M&G profit crashes as retail investors pull funds
M&G today posted a sharp fall in first-half profit after retail investors rushed to withdraw funds during the coronavirus crisis and it counted the costs of its demerger.
The insurer and asset manager saw its adjusted pre-tax profit slump 59 per cent to £309m in the six months to the end of June, though this was slightly ahead of expectations.
M&G’s net outflows were £4.1bn for the period as £7.7bn of withdrawals in its retail asset management division were partially offset by inflows of £2.8bn into institutional asset management and £0.8bn into retail savings.
The firm’s assets under management slipped from £341bn to £339bn over the period, while fee-based revenue dropped from £637m to £580m.
The downbeat results come almost a year after M&G was spun out of Prudential to become an independent listed company.
In addition to market volatility, the asset manager’s profit was also dented by £157m in head office and debt interest costs linked to the demerger.
“Obviously, this is not the backdrop we would have wished as a newly independent company,” said chief executive John Foley.

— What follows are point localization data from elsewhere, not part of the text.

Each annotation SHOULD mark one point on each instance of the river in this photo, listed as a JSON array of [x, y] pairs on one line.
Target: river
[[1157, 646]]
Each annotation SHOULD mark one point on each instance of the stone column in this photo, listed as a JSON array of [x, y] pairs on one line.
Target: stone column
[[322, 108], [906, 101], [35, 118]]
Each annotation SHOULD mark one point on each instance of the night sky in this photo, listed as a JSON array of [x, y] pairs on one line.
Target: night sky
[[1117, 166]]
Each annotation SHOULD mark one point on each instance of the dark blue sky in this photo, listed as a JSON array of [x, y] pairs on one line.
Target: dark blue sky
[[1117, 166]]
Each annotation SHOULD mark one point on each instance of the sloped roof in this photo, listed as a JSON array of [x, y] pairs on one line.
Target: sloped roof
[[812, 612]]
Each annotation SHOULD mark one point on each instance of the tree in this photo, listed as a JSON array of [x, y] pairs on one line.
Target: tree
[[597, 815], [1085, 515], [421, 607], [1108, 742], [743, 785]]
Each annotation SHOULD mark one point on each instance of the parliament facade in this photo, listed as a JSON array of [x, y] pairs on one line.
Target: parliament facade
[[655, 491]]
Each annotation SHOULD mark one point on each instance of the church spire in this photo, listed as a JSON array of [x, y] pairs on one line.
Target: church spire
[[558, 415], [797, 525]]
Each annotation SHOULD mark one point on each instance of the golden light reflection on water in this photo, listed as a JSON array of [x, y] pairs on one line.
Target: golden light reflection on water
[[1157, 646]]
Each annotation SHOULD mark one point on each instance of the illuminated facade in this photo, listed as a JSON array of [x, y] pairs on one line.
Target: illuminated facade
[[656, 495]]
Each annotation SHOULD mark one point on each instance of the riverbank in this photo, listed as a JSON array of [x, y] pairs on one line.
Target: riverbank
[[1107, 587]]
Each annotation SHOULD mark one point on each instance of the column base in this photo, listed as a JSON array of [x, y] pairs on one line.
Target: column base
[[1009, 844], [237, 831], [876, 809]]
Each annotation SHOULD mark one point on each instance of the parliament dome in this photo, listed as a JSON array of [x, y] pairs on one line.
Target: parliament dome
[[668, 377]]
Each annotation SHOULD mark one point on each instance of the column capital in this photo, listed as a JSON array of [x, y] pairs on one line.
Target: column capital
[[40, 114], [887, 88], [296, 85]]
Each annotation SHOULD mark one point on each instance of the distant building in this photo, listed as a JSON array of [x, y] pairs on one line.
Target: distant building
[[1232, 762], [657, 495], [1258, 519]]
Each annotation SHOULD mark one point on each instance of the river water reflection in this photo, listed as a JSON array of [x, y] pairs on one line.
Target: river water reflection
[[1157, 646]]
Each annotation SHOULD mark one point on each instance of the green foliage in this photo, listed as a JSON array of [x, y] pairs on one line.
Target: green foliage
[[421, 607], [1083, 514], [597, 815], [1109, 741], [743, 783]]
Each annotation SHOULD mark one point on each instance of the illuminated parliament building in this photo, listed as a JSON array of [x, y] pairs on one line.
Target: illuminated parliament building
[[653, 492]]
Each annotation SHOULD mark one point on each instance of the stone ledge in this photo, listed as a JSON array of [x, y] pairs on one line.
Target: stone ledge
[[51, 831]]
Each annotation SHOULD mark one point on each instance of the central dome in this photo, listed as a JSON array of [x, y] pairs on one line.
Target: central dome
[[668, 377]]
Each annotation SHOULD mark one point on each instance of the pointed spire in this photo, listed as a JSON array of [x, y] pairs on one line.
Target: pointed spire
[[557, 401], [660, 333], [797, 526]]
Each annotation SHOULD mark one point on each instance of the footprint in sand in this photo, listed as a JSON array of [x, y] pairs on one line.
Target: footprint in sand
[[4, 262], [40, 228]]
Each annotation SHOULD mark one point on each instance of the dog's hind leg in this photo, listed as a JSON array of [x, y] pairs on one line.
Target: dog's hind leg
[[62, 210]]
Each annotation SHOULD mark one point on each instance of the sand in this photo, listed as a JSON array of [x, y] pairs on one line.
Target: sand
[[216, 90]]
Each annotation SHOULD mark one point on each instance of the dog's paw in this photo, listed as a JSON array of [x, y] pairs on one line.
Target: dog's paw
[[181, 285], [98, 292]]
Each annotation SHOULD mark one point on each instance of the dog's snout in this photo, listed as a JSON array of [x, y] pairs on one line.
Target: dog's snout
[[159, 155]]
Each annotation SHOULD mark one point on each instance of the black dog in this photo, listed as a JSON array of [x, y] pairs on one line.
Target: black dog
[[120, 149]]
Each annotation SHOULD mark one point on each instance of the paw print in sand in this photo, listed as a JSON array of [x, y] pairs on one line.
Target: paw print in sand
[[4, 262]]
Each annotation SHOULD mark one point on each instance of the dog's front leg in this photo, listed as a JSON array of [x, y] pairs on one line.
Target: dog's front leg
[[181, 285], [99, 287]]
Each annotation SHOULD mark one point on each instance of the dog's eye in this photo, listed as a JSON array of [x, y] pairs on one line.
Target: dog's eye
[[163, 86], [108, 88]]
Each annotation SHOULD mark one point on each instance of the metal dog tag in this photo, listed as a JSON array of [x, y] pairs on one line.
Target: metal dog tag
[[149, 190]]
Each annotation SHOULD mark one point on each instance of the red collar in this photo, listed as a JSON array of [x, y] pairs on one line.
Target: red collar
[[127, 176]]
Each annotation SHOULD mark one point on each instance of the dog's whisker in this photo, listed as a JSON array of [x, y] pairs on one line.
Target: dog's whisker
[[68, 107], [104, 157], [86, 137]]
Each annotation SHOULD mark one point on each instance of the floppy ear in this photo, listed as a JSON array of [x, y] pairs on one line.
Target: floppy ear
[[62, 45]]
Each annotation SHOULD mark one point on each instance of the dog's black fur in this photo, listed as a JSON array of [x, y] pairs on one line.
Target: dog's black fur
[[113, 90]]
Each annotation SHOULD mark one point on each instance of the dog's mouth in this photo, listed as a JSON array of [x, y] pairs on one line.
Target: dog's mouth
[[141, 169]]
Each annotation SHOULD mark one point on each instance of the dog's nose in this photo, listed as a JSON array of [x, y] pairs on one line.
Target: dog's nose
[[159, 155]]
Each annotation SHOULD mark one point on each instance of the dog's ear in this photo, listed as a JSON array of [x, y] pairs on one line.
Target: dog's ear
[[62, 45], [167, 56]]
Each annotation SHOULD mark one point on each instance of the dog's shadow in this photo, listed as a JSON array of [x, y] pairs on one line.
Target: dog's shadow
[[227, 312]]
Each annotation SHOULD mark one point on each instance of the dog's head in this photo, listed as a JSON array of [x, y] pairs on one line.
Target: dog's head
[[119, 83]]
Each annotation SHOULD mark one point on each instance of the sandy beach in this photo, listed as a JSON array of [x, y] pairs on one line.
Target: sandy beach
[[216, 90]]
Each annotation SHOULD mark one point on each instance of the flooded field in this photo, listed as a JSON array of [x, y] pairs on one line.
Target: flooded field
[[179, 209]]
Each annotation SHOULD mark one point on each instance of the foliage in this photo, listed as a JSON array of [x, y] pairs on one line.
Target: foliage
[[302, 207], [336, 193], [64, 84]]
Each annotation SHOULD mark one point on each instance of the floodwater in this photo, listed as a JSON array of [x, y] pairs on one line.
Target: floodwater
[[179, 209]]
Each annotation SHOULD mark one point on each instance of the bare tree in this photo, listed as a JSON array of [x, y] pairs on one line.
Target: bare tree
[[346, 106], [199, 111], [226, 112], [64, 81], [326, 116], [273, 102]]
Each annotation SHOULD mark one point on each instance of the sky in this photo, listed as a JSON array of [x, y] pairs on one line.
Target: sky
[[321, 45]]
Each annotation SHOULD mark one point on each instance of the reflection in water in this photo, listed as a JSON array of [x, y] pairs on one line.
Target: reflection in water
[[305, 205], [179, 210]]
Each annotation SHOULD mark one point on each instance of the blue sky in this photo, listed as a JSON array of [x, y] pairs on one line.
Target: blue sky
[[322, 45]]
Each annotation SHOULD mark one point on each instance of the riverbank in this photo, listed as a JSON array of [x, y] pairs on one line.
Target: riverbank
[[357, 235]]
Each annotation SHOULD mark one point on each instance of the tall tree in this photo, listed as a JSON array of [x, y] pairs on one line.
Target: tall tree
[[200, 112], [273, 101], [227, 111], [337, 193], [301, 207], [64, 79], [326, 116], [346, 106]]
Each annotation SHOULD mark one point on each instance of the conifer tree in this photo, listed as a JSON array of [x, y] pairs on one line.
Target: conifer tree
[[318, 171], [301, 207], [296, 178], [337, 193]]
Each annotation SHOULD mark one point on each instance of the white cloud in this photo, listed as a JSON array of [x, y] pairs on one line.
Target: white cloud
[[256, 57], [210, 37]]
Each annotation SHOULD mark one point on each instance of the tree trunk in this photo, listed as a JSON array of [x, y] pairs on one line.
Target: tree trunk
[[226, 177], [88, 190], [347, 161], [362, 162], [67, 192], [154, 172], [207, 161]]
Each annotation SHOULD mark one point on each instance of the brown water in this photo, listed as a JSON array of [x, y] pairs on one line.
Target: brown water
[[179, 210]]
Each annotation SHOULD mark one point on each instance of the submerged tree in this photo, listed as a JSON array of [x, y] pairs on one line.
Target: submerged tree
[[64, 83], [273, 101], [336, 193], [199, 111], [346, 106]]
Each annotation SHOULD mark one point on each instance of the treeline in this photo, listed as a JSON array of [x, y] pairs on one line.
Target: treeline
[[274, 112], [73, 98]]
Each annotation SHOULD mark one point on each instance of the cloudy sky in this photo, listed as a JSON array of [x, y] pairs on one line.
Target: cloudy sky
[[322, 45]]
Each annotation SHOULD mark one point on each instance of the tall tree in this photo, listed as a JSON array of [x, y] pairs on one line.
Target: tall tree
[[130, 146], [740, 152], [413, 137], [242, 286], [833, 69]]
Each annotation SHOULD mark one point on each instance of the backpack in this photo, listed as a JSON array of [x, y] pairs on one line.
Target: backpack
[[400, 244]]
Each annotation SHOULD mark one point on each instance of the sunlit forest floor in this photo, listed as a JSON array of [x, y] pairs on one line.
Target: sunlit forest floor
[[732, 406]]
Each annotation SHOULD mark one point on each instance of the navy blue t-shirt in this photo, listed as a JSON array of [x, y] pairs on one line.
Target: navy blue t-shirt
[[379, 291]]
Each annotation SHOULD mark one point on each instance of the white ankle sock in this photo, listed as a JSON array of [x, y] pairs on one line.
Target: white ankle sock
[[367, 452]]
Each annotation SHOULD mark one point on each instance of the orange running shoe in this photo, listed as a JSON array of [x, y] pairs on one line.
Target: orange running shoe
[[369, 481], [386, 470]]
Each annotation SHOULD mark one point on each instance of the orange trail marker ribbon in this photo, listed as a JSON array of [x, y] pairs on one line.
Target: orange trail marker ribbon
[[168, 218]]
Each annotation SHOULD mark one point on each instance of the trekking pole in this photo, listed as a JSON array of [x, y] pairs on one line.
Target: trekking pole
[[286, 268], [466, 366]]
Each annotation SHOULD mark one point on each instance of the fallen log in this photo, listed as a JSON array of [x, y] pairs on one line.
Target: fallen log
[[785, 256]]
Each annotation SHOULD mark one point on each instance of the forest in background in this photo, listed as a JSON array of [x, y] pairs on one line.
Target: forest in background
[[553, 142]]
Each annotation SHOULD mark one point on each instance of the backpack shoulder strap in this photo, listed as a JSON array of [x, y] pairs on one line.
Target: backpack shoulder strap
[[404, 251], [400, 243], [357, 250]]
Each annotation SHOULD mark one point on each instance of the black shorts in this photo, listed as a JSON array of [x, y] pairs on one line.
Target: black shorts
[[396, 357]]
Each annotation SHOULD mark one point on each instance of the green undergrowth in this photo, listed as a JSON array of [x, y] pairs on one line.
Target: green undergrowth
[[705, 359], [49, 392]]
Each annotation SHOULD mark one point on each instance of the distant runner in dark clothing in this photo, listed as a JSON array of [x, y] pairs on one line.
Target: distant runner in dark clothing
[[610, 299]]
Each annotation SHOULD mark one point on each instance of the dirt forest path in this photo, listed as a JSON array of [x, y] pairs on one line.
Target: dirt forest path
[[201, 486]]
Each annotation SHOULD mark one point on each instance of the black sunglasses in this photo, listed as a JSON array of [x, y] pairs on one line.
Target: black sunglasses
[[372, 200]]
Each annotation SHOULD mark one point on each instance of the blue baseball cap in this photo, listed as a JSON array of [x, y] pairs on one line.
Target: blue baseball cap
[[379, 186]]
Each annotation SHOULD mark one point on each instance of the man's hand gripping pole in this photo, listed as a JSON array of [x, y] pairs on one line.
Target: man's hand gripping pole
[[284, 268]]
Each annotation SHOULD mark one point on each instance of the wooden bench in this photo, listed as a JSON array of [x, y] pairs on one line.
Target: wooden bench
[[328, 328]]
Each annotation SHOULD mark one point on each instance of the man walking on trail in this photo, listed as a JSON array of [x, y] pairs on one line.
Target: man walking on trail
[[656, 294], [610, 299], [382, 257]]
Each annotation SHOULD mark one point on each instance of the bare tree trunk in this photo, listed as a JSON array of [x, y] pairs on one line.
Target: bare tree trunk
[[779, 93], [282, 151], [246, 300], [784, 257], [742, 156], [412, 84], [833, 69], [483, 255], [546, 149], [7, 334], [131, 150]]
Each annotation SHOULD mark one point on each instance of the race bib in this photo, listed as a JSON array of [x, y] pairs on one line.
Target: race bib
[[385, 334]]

However, the boss praised his company’s “resilient performance” and announced an interim dividend of 6p per share.
Shares in M&G rose almost six per cent in early trading, before settling at a rise of just under three per cent.
Richard Hunter, head of markets at Interactive Investor, said it had been “something of a baptism of fire” for M&G following its demerger and pointed to the sharp outflows in retail asset management.
“Although the pace declined in the second quarter, the half-year total of £7.7bn of outflows is a concerning figure, not only in terms of lost business but also in being reflective of how some retail investors traditionally react to market volatility, namely by heading for the exit, which is also something for the company to consider in light of future downturns,” he said.